The district uses the Assist service request system to track all technology work orders. Teachers and other staff members can use their network login via LDAP integration, so it is very easy for them to access Assist. They click on a drop box and then enter their work order. A workflow automatically routes their request to the IT staff.  Then they are automatically kept updated on the request’s progress.  For example, a teacher will receive a notice when his or her request to have a printer fixed has been received by the IT department, and later another notification when it is being worked on. Also, building principals have access to all work orders for their buildings so that they can prioritize requests. Previously, we used a home-grown, web-based Access database to track service orders.

The software also benefits the entire IT staff. The fact that it is web-based allows us to view the work orders from any building. Additionally, it saves me time with my staff because I have one central location to track everything and we can prioritize service requests across the district. It has been a great product and it is something that we use every day. In the future, Glassboro intends to use Assist for facilities work orders and transportation requests as well.
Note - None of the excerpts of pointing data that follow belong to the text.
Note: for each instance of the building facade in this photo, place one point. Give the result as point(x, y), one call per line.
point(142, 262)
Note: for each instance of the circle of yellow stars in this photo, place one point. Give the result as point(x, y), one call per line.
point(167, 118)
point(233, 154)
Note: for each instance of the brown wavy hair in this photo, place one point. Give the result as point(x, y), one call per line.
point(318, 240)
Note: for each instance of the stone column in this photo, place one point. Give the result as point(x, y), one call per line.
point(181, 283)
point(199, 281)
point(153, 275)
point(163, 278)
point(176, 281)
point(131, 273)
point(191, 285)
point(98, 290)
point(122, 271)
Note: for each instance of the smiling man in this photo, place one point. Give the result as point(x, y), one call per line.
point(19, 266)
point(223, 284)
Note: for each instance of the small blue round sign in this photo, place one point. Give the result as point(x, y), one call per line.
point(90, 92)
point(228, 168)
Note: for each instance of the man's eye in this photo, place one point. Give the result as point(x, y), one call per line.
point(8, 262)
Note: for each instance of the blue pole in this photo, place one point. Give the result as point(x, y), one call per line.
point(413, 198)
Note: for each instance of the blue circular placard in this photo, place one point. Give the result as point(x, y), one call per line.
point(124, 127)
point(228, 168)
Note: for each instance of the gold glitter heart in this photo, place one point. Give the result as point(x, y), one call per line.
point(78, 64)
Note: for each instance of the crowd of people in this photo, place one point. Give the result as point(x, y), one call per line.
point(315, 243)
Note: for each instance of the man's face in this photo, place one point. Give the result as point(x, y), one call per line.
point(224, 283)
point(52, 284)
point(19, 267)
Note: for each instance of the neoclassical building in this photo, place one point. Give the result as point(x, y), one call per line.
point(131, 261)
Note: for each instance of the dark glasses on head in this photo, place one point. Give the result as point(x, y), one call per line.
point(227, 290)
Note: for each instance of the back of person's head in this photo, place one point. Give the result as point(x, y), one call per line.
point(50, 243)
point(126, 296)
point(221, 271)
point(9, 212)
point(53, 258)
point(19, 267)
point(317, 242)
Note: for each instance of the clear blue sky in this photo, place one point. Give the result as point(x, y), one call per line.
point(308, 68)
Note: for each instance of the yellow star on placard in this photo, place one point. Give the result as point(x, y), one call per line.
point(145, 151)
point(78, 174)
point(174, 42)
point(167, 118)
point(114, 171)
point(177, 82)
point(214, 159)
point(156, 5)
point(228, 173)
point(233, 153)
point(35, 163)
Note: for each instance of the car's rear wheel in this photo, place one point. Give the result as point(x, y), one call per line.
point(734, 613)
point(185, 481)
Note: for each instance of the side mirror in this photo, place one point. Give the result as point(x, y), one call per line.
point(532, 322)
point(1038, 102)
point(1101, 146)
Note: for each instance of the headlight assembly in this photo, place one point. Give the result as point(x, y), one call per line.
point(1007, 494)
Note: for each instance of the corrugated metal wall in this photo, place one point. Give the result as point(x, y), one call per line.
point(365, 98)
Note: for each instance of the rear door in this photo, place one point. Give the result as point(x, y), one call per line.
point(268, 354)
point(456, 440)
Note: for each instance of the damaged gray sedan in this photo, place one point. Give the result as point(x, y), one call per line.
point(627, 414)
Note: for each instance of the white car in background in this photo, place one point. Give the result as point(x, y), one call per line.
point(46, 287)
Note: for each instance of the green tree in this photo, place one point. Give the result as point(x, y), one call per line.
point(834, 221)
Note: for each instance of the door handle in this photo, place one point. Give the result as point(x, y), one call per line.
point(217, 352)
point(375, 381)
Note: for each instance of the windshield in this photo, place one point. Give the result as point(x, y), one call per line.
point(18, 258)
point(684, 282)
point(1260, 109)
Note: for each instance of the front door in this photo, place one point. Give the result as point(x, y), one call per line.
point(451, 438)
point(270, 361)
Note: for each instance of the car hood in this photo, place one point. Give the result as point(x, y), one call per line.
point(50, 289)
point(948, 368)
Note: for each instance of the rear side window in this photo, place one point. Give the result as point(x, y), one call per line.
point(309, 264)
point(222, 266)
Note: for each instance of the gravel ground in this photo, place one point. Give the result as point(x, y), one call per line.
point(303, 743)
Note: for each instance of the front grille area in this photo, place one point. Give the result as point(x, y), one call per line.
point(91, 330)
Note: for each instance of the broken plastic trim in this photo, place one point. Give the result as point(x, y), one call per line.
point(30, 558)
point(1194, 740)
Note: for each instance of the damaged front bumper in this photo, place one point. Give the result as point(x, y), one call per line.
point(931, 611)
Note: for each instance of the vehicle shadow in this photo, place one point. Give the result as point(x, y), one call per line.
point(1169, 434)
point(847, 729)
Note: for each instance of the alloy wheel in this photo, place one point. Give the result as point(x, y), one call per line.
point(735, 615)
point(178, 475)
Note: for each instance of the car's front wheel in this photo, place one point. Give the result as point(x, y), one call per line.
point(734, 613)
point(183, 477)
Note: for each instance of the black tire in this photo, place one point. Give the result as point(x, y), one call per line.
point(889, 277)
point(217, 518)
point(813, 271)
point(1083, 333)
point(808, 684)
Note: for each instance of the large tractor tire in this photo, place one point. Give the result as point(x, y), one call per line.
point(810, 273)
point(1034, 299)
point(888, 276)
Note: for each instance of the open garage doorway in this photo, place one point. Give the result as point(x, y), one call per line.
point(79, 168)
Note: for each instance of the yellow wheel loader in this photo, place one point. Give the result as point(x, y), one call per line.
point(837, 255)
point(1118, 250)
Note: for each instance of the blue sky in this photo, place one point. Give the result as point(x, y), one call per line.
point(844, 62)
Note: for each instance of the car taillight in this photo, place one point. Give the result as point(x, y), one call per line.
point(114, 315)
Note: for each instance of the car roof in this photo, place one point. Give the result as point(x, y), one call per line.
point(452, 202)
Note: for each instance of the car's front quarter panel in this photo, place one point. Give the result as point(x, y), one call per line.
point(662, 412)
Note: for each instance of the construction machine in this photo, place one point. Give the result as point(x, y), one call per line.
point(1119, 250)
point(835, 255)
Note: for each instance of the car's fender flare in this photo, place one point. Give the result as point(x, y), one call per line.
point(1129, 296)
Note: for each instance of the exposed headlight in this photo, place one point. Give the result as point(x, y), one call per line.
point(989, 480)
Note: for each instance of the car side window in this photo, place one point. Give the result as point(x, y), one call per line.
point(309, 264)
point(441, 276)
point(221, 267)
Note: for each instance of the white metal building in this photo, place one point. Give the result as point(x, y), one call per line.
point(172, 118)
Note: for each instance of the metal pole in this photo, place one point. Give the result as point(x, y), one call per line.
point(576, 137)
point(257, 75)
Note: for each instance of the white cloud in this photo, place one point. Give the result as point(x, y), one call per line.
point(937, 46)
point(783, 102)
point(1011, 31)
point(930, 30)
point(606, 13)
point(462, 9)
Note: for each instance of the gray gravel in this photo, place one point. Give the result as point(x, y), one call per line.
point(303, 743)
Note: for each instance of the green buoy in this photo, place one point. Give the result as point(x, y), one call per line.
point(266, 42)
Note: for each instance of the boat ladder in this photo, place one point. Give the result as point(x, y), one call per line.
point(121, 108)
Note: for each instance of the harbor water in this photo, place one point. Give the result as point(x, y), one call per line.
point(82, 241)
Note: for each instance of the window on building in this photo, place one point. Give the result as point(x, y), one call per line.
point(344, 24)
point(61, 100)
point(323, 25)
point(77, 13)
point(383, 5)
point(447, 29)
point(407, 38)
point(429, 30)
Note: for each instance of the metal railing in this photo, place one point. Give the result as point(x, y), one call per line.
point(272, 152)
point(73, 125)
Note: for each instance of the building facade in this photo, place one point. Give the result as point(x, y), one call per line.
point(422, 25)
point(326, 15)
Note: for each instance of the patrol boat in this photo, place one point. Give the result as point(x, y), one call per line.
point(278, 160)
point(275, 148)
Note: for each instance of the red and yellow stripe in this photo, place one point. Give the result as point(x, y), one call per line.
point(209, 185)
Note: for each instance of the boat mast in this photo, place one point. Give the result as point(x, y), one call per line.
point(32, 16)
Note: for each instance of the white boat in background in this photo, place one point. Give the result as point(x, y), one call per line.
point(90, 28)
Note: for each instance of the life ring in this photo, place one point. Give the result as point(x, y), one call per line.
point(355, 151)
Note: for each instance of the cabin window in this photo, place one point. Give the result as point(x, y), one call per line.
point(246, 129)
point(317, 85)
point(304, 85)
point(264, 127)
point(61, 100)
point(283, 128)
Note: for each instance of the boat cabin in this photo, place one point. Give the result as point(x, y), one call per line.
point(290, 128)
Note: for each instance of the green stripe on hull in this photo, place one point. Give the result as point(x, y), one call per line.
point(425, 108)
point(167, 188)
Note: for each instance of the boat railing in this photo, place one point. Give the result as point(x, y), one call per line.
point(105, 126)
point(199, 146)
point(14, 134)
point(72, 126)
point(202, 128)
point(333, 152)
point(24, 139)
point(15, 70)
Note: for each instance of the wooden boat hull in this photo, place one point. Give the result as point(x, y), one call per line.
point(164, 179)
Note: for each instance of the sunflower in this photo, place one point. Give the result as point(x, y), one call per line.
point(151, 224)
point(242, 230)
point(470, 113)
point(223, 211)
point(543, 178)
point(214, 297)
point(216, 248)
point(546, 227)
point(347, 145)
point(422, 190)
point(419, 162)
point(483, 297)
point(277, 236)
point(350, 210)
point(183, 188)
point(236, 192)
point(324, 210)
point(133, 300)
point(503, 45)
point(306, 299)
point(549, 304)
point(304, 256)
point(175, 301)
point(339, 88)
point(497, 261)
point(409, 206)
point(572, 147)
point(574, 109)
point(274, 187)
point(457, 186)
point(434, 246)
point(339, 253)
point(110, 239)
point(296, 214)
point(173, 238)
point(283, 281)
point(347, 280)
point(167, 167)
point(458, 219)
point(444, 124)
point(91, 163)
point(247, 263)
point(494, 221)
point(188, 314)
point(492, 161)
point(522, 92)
We really like the fact that Assist was created specifically for the unique situations schools must manage. Already, Schoolwires has incorporated the functionality required by the State of New Jersey in 2010 for electronic work orders.

Stronger engagement with broader district community

The Centricity platform’s value extends well beyond the staff, students, and teachers of our district. It is also helping the district keep our parents and broader constituent base more informed and engaged. Prior to implementing Centricity, we had several individual school web sites that were managed by different staff members. Each page had a different look and feel. There was no standardized navigation or content, and often there were broken links. Our web sites were a presence but they had no real resources or value for anyone.

Development of the web sites and content management were done by several teachers who received stipends totaling $8,000 a year for their efforts.  Although they did an adequate job, there was no uniformity. Also, content updating was sporadic. When I saw the Schoolwires platform and how easy it is for anyone to create a web site and post content, I immediately recognized its power to help connect our community and to bring 21st century teaching tools to the classroom.

Eventually, our administration and school board also saw the power and authorized the purchase of Centricity. Now we have made it possible for all 320 of our employees to be content providers. As a result, we constantly have fresh and updated content on our sites. Yet the look and feel and navigation are all consistent because all content providers are using the same standards and templates established by the district.

Our main district page provides a wealth of resources and information. Users can access our weekly Bulldog bulletin, the New Jersey State school report card, the superintendent’s web page, news and events, announcements, the district budget, and much more. They also can eMail their concerns and participate in surveys that ask for their input on important district discussions. Parents can log in to the Parents Page and view their child’s progress book, lunch menu, transportation information, and much more. We frequently refer parents to the web site for additional information on specific incidents. For example, we did a phone tree when we had a bomb scare at the middle school recently. When we made phone calls, we directed everyone to the web site for more information. In addition, each of our five schools has its own web site with information specific to events and activities at each building. The fresh and comprehensive content across all our sites brings parents and other visitors back to the site repeatedly, a fact that is confirmed by the data we track through our web analytics software.

The web site is effective not only because of its wealth of resources, but also because it is available 24/7. Most parents are not available to interact with the district during the school day. Instead, their interactions occur in the early morning or evening. They can go on the web site at their convenience and get the information they need, as well as electronically reach out to teachers and administrators. And now we are seeing the same increasing demand for new applications from our community that we have seen within the district. A parent will say, “My son’s teacher is posting photos from the classroom, why doesn’t my daughter’s teacher’s web site have that?”